History is littered with tech giants who thought they could disrupt the mobile market only to get crushed by the sheer scale of existing ecosystems. It’s hard not to see this as just another Hail Mary idea to justify their valuation to VCs. OpenAI hasn’t yet found a sustainable business model and chasing a hardware dream will likely bleed them dry before they ever reach mass production.
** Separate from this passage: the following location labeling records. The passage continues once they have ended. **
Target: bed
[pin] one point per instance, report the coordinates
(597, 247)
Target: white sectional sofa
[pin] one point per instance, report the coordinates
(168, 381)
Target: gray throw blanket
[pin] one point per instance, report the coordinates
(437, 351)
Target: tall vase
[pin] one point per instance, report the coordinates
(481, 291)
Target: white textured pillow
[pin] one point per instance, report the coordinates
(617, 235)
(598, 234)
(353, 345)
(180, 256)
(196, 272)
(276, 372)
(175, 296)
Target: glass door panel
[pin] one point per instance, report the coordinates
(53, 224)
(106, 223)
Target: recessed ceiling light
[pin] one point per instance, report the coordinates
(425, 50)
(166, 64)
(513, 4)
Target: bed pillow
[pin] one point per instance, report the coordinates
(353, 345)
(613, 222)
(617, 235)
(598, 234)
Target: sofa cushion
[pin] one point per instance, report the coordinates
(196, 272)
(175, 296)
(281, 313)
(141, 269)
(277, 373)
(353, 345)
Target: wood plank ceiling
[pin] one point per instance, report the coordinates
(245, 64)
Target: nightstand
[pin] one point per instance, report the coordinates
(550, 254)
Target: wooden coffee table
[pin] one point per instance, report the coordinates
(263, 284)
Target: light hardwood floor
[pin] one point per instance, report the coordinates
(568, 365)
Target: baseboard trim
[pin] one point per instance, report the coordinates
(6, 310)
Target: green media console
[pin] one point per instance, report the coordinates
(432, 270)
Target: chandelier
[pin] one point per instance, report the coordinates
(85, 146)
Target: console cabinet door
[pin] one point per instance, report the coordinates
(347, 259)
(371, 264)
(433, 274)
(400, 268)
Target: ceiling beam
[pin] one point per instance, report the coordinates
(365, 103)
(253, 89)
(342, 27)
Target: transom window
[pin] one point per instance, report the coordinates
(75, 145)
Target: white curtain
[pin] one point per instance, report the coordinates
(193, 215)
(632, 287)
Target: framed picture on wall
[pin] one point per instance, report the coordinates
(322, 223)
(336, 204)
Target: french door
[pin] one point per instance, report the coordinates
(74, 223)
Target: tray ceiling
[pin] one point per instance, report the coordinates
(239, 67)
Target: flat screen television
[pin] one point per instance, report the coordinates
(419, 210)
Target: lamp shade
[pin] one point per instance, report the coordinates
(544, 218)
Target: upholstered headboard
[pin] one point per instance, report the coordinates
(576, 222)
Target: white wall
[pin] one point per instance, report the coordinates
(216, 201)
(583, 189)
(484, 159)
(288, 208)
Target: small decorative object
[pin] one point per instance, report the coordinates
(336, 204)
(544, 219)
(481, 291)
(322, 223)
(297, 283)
IMHO, pushing out ideas like this just screams core-incapability rather than innovative-visionary.
 
Definitely what they should be focusing on and not the fact that their user metrics are down and their CFO is "unsure" if they can pay for future upcoming hardware orders with vendors alongside their deteriorating financial position..... /s

Apps are already annoying enough to use as a normal user, and I only use AI for banal tasks or questions of no major importance with the hallucination and the fact that no matter what, it is a text prediction machine, so for them to go "oh we want to remove the app as an intermediary and do everything for you, trust us" is a sure fire way to end up with situations like the flight you asked it to book to Rome in Italy for next week not being booked at all because no tickets were available, but it didn't tell you or hallucinated a ticket, or ending up heading to the complete wrong place, just completely laughable, and could only be designed by people sealed into these companies in Silicon valley, completely devoid from how normal people use their devices, interact with the internet and AI
 
Gotta reap data from illiterates somehow, don't want anyone to get left behind. Ideally one day in the future people will be unable to execute a basic bodily function without their phone providing monitored guidance.
 
Smokes and mirrors, to deflect from the fact that the AI bubble is popping. OpenAI has neither the time, nor the money, and not even the expertise to actually bring this to market.